Hold steady as you lead.

Leadership requires the capacity to hold steady. That's different than holding back. Holding steady means that we're able to manage yourself, listen, stay quiet, and deliberate, and wait for when's the right opening? What's the right response? Sometimes you have to wait for 10 minutes, sometimes you have to wait for 10 months, or maybe even 10 years. But that capacity to hold steady, that kind of self-discipline to keep your eye on what really matters is absolutely essential.

It would be useful for us to imagine our self at the end of our life, and to imagine that we're looking back over our life, and then to make a column of all of the ambitions that we are happy that we achieved, all the things that we are glad we gathered to our self. And ambition, in a sense, is about getting things for our self. Fame, power, recognition, love, all the things we want for our self, wealth. And at the end of our life looking back over it, what are all those things that we will really be happy?

Let's imagine we've really fulfilled our self, all the things that you would want to have gathered, a list of your ambitions. And then a second column next to it of your aspirations. So what are all those things that you will have wanted to breathe life into, to give? So one column is all the things you want to get, and the other column is all the things that you'd like to have given at the end of your life that will make you feel that your life has been a really great life, like a meaningful life.

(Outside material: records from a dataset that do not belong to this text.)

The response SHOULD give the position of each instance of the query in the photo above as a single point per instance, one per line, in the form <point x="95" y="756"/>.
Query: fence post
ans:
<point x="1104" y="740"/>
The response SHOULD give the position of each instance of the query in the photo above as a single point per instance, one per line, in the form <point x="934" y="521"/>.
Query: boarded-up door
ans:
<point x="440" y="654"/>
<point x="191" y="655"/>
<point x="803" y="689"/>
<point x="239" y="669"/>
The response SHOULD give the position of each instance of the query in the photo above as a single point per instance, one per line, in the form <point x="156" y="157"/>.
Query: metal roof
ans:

I think that's a useful exercise because it begins to give you a sense of in the long arc of your life, I think, it's one of the anchors in disciplining your own immediate urgency to claim credit, be the person, gain authority, get recognized in a way that sometimes will wreck your leadership efforts because you won't have the patience to hold steady. You won't be able to hold the silence. You won't let somebody else get the credit, which sometimes you want to make happen, even though it may not be fair to you. It's more important to you that something's working. And I think one exercise then is that aspirations and ambitions, reflection, to anchor you.

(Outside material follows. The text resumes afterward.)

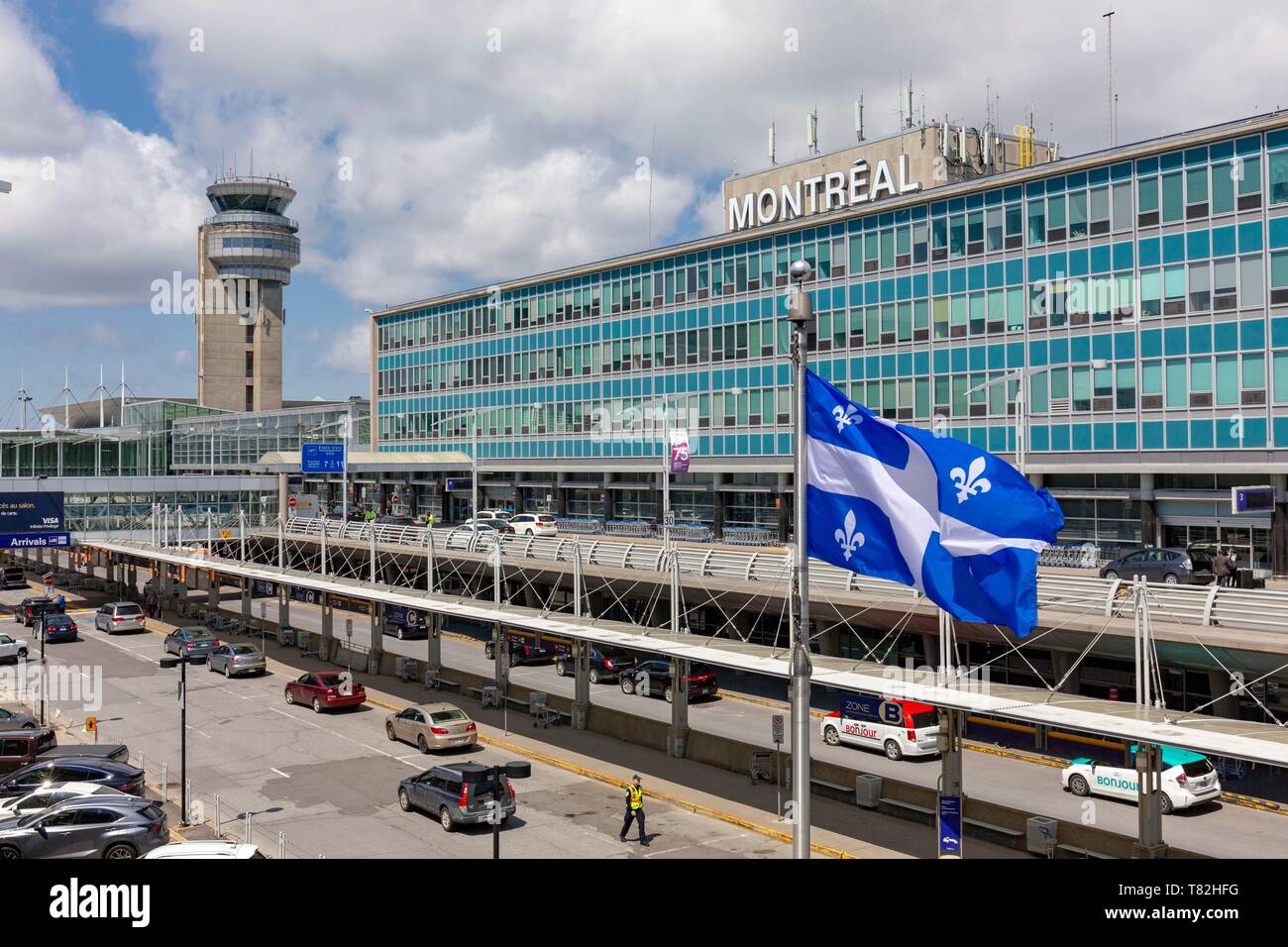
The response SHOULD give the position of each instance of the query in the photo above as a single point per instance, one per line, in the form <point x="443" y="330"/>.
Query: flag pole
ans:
<point x="800" y="312"/>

I also think you need a sanctuary, a place where you can hear yourself think and detach from the pressures of the role that you're playing in other people's lives. I'm not recommending any particular sanctuary. It could be a friend's kitchen table where you routinely have tea. That could be your sanctuary. Or it could be a park where you like to walk, or it could be the gym where you exercise, or it could be a place where you pray with people or on your own. Or it could be a room in your house where you meditate. I'm not promoting any particular sanctuary. 

Another thing that will help you maintain a discipline are confidants-- partners who you can talk to, where there are no competing stakes-- different than allies. Allies will frequently be within the organization or political system. You need them, because you know together you're much stronger than separate. And they can also help you develop your point-of-view to be enriched by their point-of-view. Leadership becomes more dangerous if you're isolated, because the easiest way for people to neutralize your point-of-view is to neutralize you, particularly if you're representing a challenging set of questions.

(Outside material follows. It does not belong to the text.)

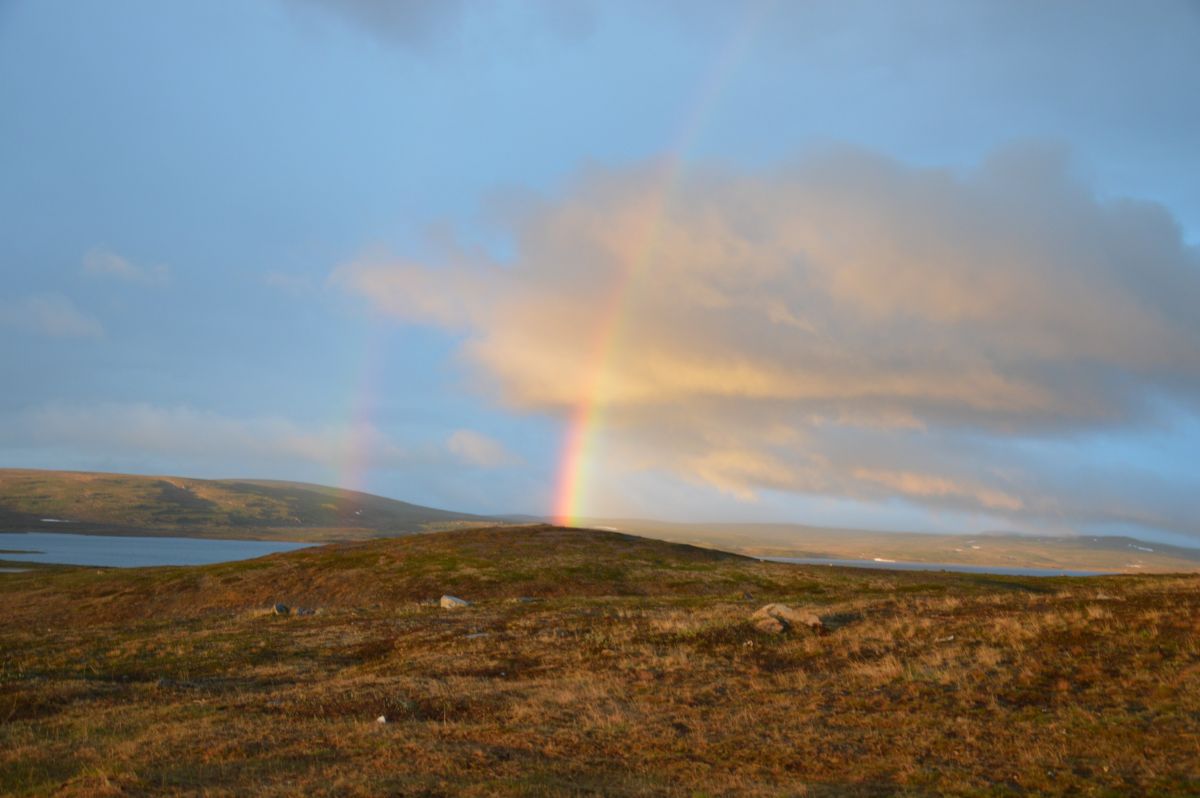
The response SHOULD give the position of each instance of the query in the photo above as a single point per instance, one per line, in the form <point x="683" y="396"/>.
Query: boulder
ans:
<point x="775" y="618"/>
<point x="769" y="625"/>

We also need confidants-- people who are outside the system. And our hope is that you will discover people with whom, you can spill out the story without having to be a clean machine not worried that anybody could misuse the information, because they don't care about the issue. They're out here. So they can just listen to you and help you sort out what really matters to you, what risks are you ready to take, does it matter that much to you, what losses are you willing to sustain, to reorient you when you're hurt and you want to go in there and act outraged but that's the wrong move. You need confidants to help you manage what you call your ego. You can't do it by yourself. You can't lead alone.

I think we stay in the game maintaining the patience, tolerating the moments of despair by staying in touch with the good that you're doing, the meaning of the good that you're doing that's beyond any measure. And by giving yourself permission to take pleasure and heart and joy in the fruits of your own labor. And all of us have already done a lot of good in the world. We've touched lives. We've turned on the lights someplace with somebody, or many people. And I think in staying alive, our spirit, we have to let our self reconnect with all of that good that we have done already. I think it's really important to rejoice in the fruits of our labor. And one of the ways we can help each other over time ahead is to remind each other because we forget quickly. May we help each other take pleasure, gain joy from the fruits of your labor. Take care of each other.